Institute of Organic Chemistry, University of Würzburg, Am Hubland, 97074, Würzburg, Germany.
Department of Biochemistry, Theodor Boveri-Institute, University of Würzburg, Am Hubland, 97074, Würzburg, Germany.
Sci Rep. 2018 Jul 11;8(1):10490. doi: 10.1038/s41598-018-28802-2.

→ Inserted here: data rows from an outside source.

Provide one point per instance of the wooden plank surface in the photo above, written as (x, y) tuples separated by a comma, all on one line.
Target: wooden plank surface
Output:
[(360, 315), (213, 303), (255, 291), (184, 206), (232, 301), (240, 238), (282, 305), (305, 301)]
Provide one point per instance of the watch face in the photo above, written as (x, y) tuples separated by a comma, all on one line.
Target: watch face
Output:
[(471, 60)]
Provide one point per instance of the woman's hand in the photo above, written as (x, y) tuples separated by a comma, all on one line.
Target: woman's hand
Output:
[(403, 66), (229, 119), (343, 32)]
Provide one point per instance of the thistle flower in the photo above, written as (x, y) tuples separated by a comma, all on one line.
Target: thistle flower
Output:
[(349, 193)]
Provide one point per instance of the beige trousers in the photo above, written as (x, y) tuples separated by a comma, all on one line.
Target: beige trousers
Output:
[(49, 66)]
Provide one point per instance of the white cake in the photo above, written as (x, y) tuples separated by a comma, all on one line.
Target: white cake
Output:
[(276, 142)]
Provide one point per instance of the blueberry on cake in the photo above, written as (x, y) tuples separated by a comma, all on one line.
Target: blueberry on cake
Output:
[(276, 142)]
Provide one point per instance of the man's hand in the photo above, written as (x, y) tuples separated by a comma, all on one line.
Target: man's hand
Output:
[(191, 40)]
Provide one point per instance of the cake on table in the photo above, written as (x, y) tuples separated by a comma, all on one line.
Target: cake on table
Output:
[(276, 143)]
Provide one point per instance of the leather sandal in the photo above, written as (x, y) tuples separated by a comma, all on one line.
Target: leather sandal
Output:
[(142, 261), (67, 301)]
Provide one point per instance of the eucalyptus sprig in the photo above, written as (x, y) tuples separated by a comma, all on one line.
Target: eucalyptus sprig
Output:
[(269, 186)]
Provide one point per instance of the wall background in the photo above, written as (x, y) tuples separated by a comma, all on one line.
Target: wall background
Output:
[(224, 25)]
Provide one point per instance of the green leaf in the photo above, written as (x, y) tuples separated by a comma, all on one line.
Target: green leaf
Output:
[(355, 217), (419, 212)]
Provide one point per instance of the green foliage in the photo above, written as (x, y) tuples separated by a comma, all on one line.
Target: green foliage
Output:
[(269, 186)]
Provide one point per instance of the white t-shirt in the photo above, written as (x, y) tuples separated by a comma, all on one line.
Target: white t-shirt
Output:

Despite their popularity as enzyme engineering targets structural information about Sucrose Phosphorylases remains scarce. We recently clarified that the Q345F variant of Bifidobacterium adolescentis Sucrose Phosphorylase is able to accept large polyphenolic substrates like resveratrol via a domain shift. Here we present a crystal structure of this variant in a conformation suitable for the accommodation of the donor substrate sucrose in excellent agreement with the wild type structure. Remarkably, this conformation does not feature the previously observed domain shift which is therefore reversible and part of a dynamic process rather than a static phenomenon. This crystallographic snapshot completes our understanding of the catalytic cycle of this useful variant and will allow for a more rational design of further generations of Sucrose Phosphorylase variants.
尽管蔗糖磷酸化酶作为酶工程的靶点很受欢迎,但关于它的结构信息仍然很少。我们最近澄清了双歧杆菌蔗糖磷酸化酶的 Q345F 变体能够通过结构域转移接受大的多酚类底物,如白藜芦醇。在这里,我们展示了该变体在一种构象中的晶体结构,这种构象适合容纳供体底物蔗糖,与野生型结构非常吻合。值得注意的是,这种构象不具有先前观察到的结构域转移,因此是可逆的,是一个动态过程的一部分,而不是静态现象。这个晶体快照完成了我们对这个有用变体的催化循环的理解,并将允许进一步设计蔗糖磷酸化酶变体的更合理的设计。